I must admit that my statement is mostly theoretical, based on the profiling data, looking at the code and realizing how many steps there are that the compiler cannot possibly optimize away. Making a prediction about absolute gain is hard without trying.
What did David do? Throw out reference counting completely? How much effort is that? I would like to try it out myself and do some actual measurements.
I removed the reference counting code entirely and replaced it by libgc.
That was not a huge effort. As I remember, the hardest part was auditing the code for cases were timely destruction of heap objects was important. IIRC there were a few such occurences around the Editor and UI code.
What disadvantages of garbage collection would be significant to TeXmacs? The main problem that I know of is that the memory requirements may be somewhat higher due to delayed deallocation. That, however, may easily be outweighed by the size-reduction of all objects by the counter itself.
From memory, the transition caused approximately 2x increase in memory usage and a 2x slowdown in large operations such as the compilation of the complete documentation. The slowdown in interactive use was noticeable too.
Memory usage patterns that makes it tricky to support by a generic GC: it allocates vast numbers of very small objects (mainly tree_rep and string_rep), many of which are long lived. Presumably a generational GC would perform well, but IIRC, libgc was not generational at the time.

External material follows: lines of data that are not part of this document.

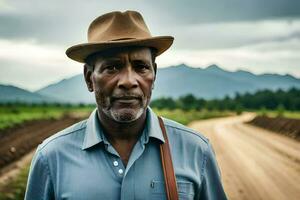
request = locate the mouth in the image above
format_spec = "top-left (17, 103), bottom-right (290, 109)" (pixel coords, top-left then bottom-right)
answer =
top-left (113, 96), bottom-right (140, 104)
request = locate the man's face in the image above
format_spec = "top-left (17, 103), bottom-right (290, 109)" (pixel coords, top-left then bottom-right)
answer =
top-left (84, 48), bottom-right (156, 123)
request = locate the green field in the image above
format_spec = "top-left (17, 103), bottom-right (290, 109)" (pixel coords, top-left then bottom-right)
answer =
top-left (0, 106), bottom-right (233, 200)
top-left (0, 105), bottom-right (95, 130)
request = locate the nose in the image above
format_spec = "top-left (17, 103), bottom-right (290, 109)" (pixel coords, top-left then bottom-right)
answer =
top-left (118, 66), bottom-right (138, 90)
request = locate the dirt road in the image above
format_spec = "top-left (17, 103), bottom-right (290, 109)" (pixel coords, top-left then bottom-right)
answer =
top-left (190, 114), bottom-right (300, 200)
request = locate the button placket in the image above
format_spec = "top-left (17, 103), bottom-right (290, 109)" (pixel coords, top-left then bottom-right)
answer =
top-left (111, 157), bottom-right (124, 177)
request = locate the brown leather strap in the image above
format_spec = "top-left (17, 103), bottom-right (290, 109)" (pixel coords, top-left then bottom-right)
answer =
top-left (158, 117), bottom-right (178, 200)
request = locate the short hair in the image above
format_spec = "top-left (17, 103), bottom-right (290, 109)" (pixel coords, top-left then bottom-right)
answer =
top-left (85, 46), bottom-right (157, 73)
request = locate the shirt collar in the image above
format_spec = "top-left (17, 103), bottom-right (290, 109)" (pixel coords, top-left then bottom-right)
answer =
top-left (82, 107), bottom-right (165, 150)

It is entirely possible that better generic GC services are available today that would provide better results.
How would const references help avoiding reference counting?
A large amount of the no-op reference counting done by texmacs occurs for method parameters: when a counted pointer is passed into a method call, it is incremented when entering the method, and decremented when unwinding the method's stack frame. This is particularly bad in tree-traversal code when all tree_rep objects in a tree are touched on recursive descent and then again on unwinding, causing many cache misses.

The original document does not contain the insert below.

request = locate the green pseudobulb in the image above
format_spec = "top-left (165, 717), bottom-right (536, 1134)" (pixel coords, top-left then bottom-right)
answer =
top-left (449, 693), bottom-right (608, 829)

Presumably, good speedups could be achieved by using uncounted pointers when the compiler could prove that 1. the callees do not store the pointer in data structures 2. the pointer cannot be returned up the call stack above the caller that own the last counted reference to the object.
I failed to find a way to get the C++ compiler to prove point 2, that did not require major changes to the texmacs code, so I gave up on this approach. Some of the newer C++ 0x language features might make it possible to solve this problem.
While we speak of memory management, I had suspected for a long time that one cause of texmacs slowness is bad time-space locality for the omnipresent tree-string structure. IIRC, the small-objects allocator of texmacs uses a naive LIFO free-list approach to reusing memory. I suspect that it leads to tree structures where neighboring nodes are scattered in memory.
One project that could potentially have large benefits in reducing memory management overhead and cache misses would be to use contiguous buffers for both tree and string blocks forming a single structure. The blocks themselves would not be managed (no GC or refcounting), and the structure would be periodically repacked (maybe using a copying gc approach) to reclaim memory add inserted blocks at the ideal place in the structure.